Money Smart Athlete Blog

The role of National Sport Organizations in helping Olympic Athletes – The Canadian example.

May 22, 2019 | Special Themes

By Anna Kyprianou, Contributor

“Success is where preparation and opportunity meet”, Bobby Unser

The Olympic Games are considered the ultimate success for an athlete. Many athletes train every day for years just to earn their spot in the Olympic Games. Even though the hardships are many, the Olympic dream is always a shiny one. The biggest challenge for Olympic Athletes though is the competition for financing their Olympic training career.

“Sometimes the competition that I face is not the competition on the track but rather the competition of finances, and every year it’s a losing battle. When you total up all the cost of coaching, trainers, medical, equipment, and travel expenses my monthly pay check just doesn’t add up”, Cyrus Hostetler (two-time Olympic javelin thrower).

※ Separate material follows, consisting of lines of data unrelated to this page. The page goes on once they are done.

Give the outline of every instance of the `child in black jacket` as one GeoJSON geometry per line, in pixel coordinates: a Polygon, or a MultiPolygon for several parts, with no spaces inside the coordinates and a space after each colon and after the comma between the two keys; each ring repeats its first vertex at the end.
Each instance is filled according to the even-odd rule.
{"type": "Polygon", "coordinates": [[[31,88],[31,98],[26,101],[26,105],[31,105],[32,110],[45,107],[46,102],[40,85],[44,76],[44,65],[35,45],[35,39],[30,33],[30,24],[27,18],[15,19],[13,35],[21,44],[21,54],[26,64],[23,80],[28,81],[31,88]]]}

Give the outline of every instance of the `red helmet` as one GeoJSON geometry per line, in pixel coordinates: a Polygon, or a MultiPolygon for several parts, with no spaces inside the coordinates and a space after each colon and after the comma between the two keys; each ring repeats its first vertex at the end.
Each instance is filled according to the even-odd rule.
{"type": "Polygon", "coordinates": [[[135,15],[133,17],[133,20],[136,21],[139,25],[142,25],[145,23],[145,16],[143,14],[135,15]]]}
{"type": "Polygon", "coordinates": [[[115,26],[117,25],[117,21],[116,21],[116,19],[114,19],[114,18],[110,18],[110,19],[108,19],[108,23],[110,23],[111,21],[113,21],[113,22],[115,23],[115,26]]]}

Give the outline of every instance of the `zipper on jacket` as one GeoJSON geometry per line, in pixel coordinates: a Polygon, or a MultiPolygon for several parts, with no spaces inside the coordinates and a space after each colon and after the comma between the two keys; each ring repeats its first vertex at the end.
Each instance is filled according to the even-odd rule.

In order to address the abovementioned issue a new approach was adopted by the International and National Federations and Committees around the globe. The IOC adopted changes with the most recent being the Olympic Agenda 2020, where athletes remain at the center of all 40 of the proposals.

Canada has been one of the first countries in the world to adopt a system FOR CANADA TO BE A WORLD LEADER IN HIGH PERFORMANCE SPORT AT THE OLYMPIC AND PARALYMPIC GAMES. Through National Sport Organizations (NSOs) they manage to govern all aspects of a sport within Canada, manage their high performance programs, select and manage their national teams, implement national initiatives to develop and promote their sport, sanction national level competitions and tournaments, provide professional development for coaches and officials in their sport, and propose and support bids for international competitions in Canada.

In Canada, high performance athletes have been able to access a number of funding sources to assist in their training, competition and living expenses. Some of these sources have also helped them cover expenses beyond their sport, like education, living costs, etc. The way that NSOs are organised, lead to the development of a number of programs to support financially the athletes’ efforts in achieving international success.

The most common source of funding for high performance athletes in Canada originates from federal and provincial governments. The federal government funds high performance athletes through the Athlete Assistance Program (AAP). The Athlete Assistance Program (AAP) that is developed and managed by Sport Canada, assists athletes in dealing with high performance and helps them enhance their personal and career development both during, and following, their athletic careers.

In order to establish relations between athletes and NSOs the athlete agreement has been formed. The athlete agreement begun as an idea to create a bond between athletes and NSOs, while nowadays tends to morph into commercial contracts. The current Athlete Agreement template has been adopted by five NSOs and is currently being included in Sport Canada’s AAP policy. The expectation is that all NSOs adopt the Athlete Agreement template by 2020.

Despite the fact that the funding from the NSOs is relatively low when compared to federal and provincial government sources, NSOs are the responsible organisations to run the High Performance Program. This program revolves around the National Teams and includes all aspects of management, coaching, hiring, team selection and may include among others, selecting athletes for the National Team(s), negotiating with other sport organizations for support, nominating athletes, then negotiating with Sport Canada for Athlete Assistance Program funding, and purchasing and providing of insurance coverage for its high performance athletes and coaching staff.

While the sports world becomes more commercial, the biggest challenge the national sports authorities are facing are to keep athletes on track and help them achieve their dreams to “own the podium”. NSOs are close to Olympic athletes and help them on a daily basis; however a lot are still to be done. More and more kids need to be introduced to the Olympic dream with the goal of finally getting involved. To do so, each organisation has to create pilots for model partnerships with after-school programs in underserved areas. NSOs need to keep up with technology by endorsing online tools that deliver training to kids from different backgrounds and most importantly such tools should be offered free to every youth serving organization.  The Canadian example is one which should be followed by many other countries to help Olympic athletes fund their Olympic career and thus alleviate the stress which is inherent to the lack of funding.